Principal Components

Motivation

High-dimensional data often lies near a low-dimensional structure. Principal component analysis (PCA) (Pearson 1901) finds an orthogonal coordinate system aligned with the directions of greatest variance, enabling dimensionality reduction, visualization, and noise suppression.

Setup

Let \(\mathbf{x}_1, \ldots, \mathbf{x}_n \in \mathbb{R}^d\) be observations with sample mean \(\boldsymbol{\mu} = \frac{1}{n}\sum_i \mathbf{x}_i\).
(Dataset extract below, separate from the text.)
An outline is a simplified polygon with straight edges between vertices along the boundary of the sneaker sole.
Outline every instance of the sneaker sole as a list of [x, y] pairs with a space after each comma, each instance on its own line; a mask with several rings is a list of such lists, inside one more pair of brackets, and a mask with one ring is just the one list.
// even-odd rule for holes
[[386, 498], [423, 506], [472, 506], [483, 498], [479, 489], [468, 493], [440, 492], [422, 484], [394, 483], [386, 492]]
Center the data by replacing each \(\mathbf{x}_i\) with \(\mathbf{x}_i - \boldsymbol{\mu}\).

The sample covariance matrix is

\[ C = \frac{1}{n} \sum_{i=1}^n \mathbf{x}_i \mathbf{x}_i^\top \in \mathbb{R}^{d \times d}. \]

\(C\) is symmetric and positive semidefinite, so it has an orthonormal eigenbasis \(\mathbf{w}_1, \ldots, \mathbf{w}_d\) with real eigenvalues \(\lambda_1 \geq \lambda_2 \geq \cdots \geq \lambda_d \geq 0\).

Definition

Principal axes of a scatter cloud

PCA chooses orthogonal directions ordered by the variance of the projected data.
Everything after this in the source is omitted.